- Relator(a)
- Ministra Laurita Vaz
- Órgão julgador
- Quinta Turma
- Data do julgamento
- 19/11/2013
- Data de publicação
- 02/12/2013
STJ – Acórdão, Rel. Ministra Laurita Vaz, Quinta Turma, j. 19/11/2013, p. 02/12/2013
HABEAS CORPUS. PENAL. FURTO QUALIFICADO PELO CONCURSO DE PESSOAS. INAPLICABILIDADE DO PRINCÍPIO DA INSIGNIFICÂNCIA. RELEVÂNCIA DA CONDUTA NA ESFERA PENAL. PRECEDENTES DESTA CORTE E DO SUPREMO TRIBUNAL FEDERAL. PACIENTE REINCIDENTE. ORDEM DE HABEAS CORPUS DENEGADA. 1. A aplicabilidade do princípio da insignificância no delito de furto é cabível quando se evidencia que o bem jurídico tutelado (no caso, o patrimônio) sofreu mínima lesão e a conduta do agente expressa pequena reprovabilidade e irrelevante periculosidade social. 2. Conforme decidido pela Suprema Corte, "O princípio da insignificância não foi estruturado para resguardar e legitimar constantes condutas desvirtuadas, mas para impedir que desvios de condutas ínfimos, isolados, sejam sancionados pelo direito penal, fazendo-se justiça no caso concreto. Comportamentos contrários à lei penal, mesmo que insignificantes, quando constantes, devido a sua reprovabilidade, perdem a característica de bagatela e devem se submeter ao direito penal." (STF, HC 102.088/RS, 1.ª Turma, Rel.
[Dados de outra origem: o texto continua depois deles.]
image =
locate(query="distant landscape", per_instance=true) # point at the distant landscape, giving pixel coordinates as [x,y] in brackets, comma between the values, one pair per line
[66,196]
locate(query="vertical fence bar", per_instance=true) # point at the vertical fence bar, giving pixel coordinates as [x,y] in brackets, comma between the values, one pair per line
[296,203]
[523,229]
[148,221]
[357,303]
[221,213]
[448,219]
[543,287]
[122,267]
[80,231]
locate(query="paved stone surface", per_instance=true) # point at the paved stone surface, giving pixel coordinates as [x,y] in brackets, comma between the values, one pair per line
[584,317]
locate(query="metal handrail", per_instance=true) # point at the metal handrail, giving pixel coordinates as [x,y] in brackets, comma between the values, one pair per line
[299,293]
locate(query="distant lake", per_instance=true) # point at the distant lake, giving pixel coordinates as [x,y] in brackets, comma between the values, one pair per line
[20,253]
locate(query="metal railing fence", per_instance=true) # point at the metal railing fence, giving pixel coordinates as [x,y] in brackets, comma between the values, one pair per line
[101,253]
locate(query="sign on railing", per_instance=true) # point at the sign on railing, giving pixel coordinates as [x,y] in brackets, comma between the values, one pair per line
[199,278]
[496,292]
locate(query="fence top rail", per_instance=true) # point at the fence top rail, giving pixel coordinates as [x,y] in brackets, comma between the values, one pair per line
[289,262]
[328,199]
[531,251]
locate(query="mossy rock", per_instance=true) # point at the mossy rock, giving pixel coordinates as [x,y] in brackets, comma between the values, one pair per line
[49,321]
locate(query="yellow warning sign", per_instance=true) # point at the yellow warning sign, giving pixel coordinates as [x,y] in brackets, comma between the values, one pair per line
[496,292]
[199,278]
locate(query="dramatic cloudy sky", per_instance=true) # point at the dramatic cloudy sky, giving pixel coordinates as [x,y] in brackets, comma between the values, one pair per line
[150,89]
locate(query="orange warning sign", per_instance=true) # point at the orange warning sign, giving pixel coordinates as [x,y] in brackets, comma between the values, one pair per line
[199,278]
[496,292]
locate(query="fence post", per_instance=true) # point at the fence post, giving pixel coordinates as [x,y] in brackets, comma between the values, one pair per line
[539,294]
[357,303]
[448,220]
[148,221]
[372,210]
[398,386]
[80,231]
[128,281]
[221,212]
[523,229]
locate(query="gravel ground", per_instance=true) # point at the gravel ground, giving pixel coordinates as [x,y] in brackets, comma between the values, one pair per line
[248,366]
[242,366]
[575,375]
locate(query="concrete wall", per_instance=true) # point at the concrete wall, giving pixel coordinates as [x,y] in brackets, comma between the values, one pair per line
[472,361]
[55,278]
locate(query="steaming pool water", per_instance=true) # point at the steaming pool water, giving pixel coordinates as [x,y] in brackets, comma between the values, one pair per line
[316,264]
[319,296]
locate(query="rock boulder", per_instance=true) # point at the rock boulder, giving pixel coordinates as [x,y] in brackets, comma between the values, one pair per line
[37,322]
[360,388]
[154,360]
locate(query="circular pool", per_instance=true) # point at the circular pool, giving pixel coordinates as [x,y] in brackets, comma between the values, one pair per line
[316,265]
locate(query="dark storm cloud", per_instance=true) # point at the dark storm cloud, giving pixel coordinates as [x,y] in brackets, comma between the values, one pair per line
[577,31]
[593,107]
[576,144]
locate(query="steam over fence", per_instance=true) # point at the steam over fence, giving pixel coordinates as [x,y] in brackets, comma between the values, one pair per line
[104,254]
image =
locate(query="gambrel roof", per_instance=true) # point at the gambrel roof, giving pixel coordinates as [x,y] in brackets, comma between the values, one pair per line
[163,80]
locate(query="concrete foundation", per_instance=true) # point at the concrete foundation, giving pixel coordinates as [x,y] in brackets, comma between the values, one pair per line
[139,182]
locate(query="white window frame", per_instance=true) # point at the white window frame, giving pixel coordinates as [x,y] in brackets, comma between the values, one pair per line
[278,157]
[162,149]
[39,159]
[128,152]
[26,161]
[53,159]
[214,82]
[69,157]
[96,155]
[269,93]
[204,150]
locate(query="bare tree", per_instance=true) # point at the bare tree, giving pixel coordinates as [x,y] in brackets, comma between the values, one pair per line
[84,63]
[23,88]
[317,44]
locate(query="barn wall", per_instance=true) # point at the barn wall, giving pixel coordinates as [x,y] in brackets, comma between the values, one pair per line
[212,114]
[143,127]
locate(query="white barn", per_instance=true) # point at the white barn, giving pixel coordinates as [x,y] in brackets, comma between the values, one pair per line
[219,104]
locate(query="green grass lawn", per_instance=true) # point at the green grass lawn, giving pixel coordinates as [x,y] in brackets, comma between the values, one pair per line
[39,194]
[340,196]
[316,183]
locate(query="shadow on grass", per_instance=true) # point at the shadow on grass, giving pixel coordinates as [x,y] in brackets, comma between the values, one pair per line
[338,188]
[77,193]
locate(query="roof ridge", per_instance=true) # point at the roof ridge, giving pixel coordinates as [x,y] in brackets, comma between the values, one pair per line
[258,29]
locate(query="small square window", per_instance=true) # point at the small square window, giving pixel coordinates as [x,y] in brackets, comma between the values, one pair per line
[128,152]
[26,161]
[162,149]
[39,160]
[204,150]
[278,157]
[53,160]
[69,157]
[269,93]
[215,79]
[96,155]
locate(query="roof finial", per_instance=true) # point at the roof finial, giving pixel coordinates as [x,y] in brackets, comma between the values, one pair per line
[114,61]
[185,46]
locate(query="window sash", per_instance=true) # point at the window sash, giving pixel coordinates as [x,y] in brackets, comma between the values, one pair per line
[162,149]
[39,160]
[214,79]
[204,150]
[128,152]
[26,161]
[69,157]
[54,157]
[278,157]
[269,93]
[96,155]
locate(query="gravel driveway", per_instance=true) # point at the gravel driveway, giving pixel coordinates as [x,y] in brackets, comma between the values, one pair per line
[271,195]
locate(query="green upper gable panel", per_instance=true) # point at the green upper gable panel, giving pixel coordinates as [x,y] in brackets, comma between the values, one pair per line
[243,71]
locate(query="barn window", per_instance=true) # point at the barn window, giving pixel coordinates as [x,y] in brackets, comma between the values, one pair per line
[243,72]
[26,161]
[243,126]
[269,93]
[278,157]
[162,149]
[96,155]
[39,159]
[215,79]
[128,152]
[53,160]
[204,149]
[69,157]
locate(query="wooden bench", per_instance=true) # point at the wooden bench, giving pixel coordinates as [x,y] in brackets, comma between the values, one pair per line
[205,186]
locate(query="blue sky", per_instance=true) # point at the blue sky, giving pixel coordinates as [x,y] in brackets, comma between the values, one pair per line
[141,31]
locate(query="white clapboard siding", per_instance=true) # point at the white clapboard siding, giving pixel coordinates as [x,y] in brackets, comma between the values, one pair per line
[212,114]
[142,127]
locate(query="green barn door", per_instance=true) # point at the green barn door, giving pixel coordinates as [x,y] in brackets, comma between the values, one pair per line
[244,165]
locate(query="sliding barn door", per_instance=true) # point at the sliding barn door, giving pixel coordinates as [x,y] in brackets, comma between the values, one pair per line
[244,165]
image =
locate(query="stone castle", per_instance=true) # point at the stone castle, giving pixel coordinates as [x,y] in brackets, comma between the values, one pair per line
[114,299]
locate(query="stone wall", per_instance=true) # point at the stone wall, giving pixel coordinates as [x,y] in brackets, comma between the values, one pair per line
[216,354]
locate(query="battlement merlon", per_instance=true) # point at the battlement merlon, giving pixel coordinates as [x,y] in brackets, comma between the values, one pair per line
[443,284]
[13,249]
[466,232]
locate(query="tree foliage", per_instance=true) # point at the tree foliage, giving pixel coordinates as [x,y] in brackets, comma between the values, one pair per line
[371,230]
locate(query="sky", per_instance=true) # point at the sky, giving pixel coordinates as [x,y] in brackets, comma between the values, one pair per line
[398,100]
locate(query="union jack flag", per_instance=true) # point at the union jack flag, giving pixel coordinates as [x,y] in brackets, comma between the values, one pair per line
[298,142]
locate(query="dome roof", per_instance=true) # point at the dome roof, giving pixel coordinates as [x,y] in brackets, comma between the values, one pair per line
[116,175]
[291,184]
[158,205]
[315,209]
Min. CÁRMEN LÚCIA, DJe de 21/05/2010.) 3. Foi reconhecida pelas instâncias ordinárias a reincidência do Paciente. De fato, a lei seria inócua se fosse tolerada a reiteração do mesmo delito, seguidas vezes, em frações que, isoladamente, não superassem certo valor tido por insignificante, mas o excedesse na soma. E mais: seria um verdadeiro incentivo ao descumprimento da norma legal, mormente tendo em conta aqueles que fazem da criminalidade um meio de vida. 4. A conduta perpetrada pelo Paciente - furto de quatro madeiras de eucaplipto em concurso de pessoas - não pode ser considerada irrelevante para o direito penal. Com efeito, o comportamento do acusado revela-se incompatível com a aplicação do princípio da insignificância, por apresentar significativo grau de reprovabilidade. 5. Habeas corpus denegado. (HC n. 247.694/SP, relatora Ministra Laurita Vaz, Quinta Turma, julgado em 19/11/2013, DJe de 2/12/2013.)